2. Les bijoux en cheveux étaient destinés aux amis, pas seulement aux funérailles
Entre les années 1840 et 1880, les femmes se réunissaient autour de la table à tresser chez elles pour transformer leurs cheveux en broches, bracelets, œuvres d’art encadrées et bien d’autres objets. Si ces créations servaient parfois de bijoux de deuil, des amies, telles que des camarades de classe ou des proches, se partageaient également leurs cheveux lorsqu’elles se mariaient ou déménageaient. Alors oui, offrir une mèche de ses cheveux à sa meilleure amie peut en réalité être un geste sentimental plutôt qu’inquiétant. Des livres d’artisanat de l’époque décrivent cette technique en détail et présentent ses nombreuses utilisations et motifs.

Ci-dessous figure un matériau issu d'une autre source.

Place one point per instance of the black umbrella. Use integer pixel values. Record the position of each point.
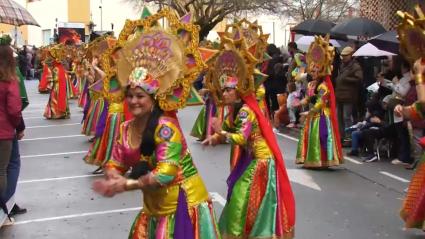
(313, 27)
(387, 42)
(14, 14)
(359, 26)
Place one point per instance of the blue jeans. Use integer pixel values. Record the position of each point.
(356, 136)
(13, 170)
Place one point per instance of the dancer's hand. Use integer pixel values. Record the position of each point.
(398, 110)
(109, 187)
(419, 66)
(112, 173)
(209, 141)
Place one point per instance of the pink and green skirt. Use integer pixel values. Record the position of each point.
(317, 146)
(254, 208)
(196, 222)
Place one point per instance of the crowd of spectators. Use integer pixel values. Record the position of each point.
(366, 89)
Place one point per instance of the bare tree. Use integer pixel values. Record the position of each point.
(331, 10)
(208, 13)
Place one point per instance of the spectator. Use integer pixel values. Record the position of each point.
(293, 104)
(274, 82)
(374, 119)
(23, 62)
(370, 135)
(348, 86)
(10, 112)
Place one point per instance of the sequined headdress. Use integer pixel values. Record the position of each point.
(252, 33)
(320, 55)
(162, 61)
(411, 34)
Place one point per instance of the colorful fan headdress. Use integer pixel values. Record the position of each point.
(411, 34)
(320, 56)
(234, 67)
(162, 61)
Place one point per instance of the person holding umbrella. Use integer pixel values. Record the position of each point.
(348, 86)
(10, 111)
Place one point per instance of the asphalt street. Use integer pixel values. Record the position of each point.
(354, 201)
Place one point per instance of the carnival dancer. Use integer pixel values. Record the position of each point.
(96, 106)
(319, 145)
(413, 208)
(114, 95)
(81, 73)
(98, 114)
(260, 202)
(43, 85)
(203, 123)
(156, 67)
(57, 106)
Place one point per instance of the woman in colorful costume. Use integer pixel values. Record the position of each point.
(411, 35)
(114, 95)
(319, 145)
(203, 123)
(57, 106)
(43, 86)
(176, 202)
(260, 202)
(96, 109)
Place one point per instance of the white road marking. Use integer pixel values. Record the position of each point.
(296, 140)
(52, 125)
(38, 117)
(78, 215)
(288, 137)
(53, 154)
(302, 177)
(58, 179)
(352, 160)
(403, 180)
(218, 198)
(55, 137)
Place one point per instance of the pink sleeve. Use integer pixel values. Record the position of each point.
(14, 104)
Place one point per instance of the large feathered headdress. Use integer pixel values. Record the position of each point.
(411, 34)
(164, 61)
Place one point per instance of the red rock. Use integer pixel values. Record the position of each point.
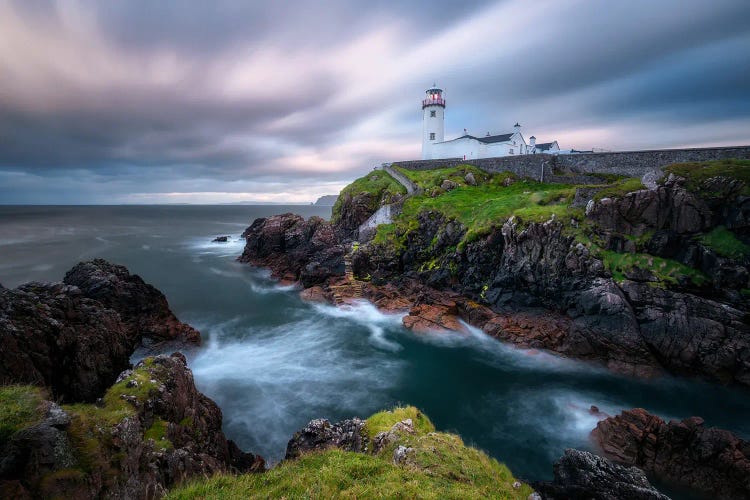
(710, 460)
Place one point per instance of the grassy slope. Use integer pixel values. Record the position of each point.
(441, 467)
(379, 184)
(481, 207)
(491, 203)
(20, 407)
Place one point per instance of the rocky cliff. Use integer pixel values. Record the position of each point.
(644, 281)
(77, 336)
(710, 460)
(122, 432)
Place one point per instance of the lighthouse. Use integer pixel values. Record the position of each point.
(433, 120)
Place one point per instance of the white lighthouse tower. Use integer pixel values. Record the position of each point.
(433, 121)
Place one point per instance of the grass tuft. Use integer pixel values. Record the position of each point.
(440, 466)
(725, 243)
(20, 406)
(379, 184)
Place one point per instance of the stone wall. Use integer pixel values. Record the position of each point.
(644, 164)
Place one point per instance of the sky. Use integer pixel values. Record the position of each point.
(187, 101)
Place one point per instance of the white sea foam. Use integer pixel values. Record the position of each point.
(499, 353)
(366, 314)
(275, 380)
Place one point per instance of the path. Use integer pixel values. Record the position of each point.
(353, 288)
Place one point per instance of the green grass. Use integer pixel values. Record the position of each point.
(428, 179)
(384, 420)
(20, 407)
(341, 474)
(725, 243)
(698, 173)
(90, 424)
(666, 271)
(479, 208)
(158, 433)
(379, 184)
(620, 188)
(441, 466)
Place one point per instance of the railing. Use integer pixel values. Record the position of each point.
(438, 101)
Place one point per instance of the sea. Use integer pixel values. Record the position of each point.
(274, 362)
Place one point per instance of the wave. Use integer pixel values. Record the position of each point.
(275, 380)
(368, 315)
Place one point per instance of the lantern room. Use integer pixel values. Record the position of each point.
(434, 97)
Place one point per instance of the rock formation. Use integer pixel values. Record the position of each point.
(320, 434)
(684, 453)
(295, 249)
(542, 285)
(152, 429)
(77, 336)
(580, 475)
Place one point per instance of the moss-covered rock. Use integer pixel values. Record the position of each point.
(152, 429)
(417, 463)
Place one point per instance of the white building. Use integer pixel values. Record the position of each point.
(434, 145)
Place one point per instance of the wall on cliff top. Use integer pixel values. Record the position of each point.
(628, 163)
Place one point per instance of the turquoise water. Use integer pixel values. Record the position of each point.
(273, 362)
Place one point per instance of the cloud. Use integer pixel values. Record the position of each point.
(144, 101)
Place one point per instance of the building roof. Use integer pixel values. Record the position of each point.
(545, 145)
(495, 138)
(490, 139)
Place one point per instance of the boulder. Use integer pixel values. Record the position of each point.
(143, 308)
(309, 251)
(710, 460)
(152, 430)
(320, 434)
(448, 184)
(76, 337)
(580, 475)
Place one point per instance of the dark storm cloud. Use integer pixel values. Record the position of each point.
(148, 101)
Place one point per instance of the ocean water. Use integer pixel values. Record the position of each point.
(273, 362)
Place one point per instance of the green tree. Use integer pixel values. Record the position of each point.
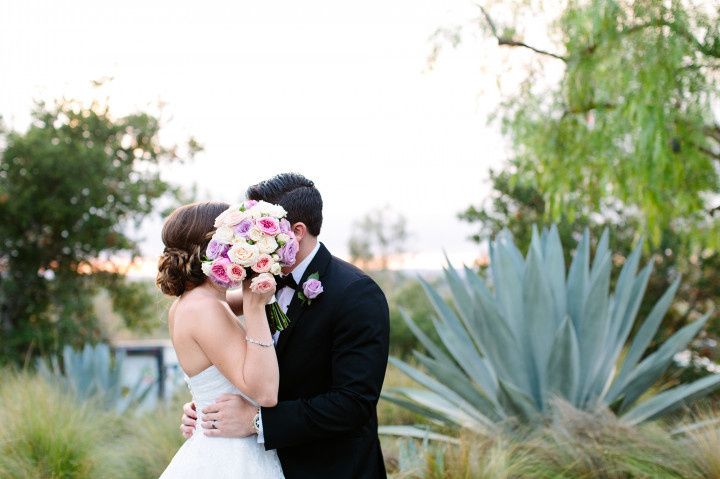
(72, 188)
(632, 123)
(628, 138)
(376, 237)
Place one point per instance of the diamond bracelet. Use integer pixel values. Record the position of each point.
(259, 343)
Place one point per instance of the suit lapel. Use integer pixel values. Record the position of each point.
(297, 307)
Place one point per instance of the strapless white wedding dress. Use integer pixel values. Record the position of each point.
(220, 457)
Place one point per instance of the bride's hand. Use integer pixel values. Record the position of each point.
(255, 301)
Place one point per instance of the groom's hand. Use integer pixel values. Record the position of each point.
(229, 416)
(187, 425)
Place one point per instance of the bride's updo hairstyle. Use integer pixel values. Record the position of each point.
(186, 234)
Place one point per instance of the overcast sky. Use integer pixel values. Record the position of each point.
(339, 91)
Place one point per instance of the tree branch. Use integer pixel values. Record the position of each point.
(679, 30)
(509, 42)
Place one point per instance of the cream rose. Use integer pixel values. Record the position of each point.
(224, 234)
(262, 265)
(267, 245)
(244, 254)
(275, 269)
(235, 272)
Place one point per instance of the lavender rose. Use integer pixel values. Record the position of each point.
(216, 249)
(243, 227)
(312, 288)
(288, 252)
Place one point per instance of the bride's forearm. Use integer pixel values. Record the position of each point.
(260, 370)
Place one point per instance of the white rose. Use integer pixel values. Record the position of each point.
(275, 269)
(254, 212)
(278, 211)
(224, 234)
(267, 244)
(206, 266)
(255, 234)
(244, 254)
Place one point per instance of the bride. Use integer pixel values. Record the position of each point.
(219, 354)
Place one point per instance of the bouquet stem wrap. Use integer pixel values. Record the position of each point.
(277, 319)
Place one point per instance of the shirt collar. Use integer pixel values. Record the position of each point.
(299, 270)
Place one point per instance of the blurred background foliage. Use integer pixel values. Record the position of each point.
(72, 188)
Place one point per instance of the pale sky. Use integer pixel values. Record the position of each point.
(339, 91)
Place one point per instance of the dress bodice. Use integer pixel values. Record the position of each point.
(208, 385)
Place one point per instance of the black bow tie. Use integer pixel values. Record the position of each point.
(287, 281)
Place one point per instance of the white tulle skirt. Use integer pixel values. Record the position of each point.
(223, 458)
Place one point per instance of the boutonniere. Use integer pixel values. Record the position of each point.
(311, 289)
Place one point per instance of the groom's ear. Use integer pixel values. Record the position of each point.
(299, 230)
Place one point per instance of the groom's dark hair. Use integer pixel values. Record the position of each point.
(296, 194)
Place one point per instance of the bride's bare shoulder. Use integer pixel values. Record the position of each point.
(191, 311)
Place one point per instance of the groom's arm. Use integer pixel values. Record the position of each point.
(359, 359)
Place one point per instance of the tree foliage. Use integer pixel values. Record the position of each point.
(632, 123)
(72, 187)
(376, 237)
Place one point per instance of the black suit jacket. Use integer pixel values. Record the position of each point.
(332, 363)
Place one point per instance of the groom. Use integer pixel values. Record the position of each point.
(332, 358)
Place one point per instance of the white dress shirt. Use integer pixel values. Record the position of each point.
(284, 297)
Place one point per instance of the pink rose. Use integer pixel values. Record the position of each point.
(263, 264)
(268, 225)
(219, 271)
(262, 283)
(235, 272)
(312, 288)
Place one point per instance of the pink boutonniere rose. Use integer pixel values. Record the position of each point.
(311, 289)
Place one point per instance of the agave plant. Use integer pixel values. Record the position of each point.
(536, 334)
(93, 374)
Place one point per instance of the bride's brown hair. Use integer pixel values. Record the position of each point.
(186, 234)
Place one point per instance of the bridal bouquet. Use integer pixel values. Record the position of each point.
(252, 240)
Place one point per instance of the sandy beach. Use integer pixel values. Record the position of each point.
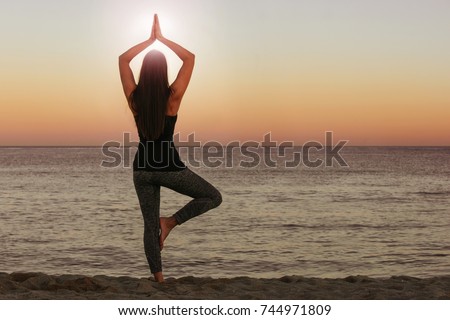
(69, 287)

3. Le tennis a fait son apparition, et les femmes y jouaient en corset
Les femmes jouaient au tennis en corset et en jupe longue ! En 1874, le major Walter Clopton Wingfield fit breveter le « lawn tennis », qui détrôna rapidement le croquet pour devenir la nouvelle coqueluche du moment. En 1884, Wimbledon organisait son premier tournoi de simple féminin ; à cette époque, le double féminin et les épreuves mixtes étaient déjà très populaires dans les domaines privés et les clubs de banlieue.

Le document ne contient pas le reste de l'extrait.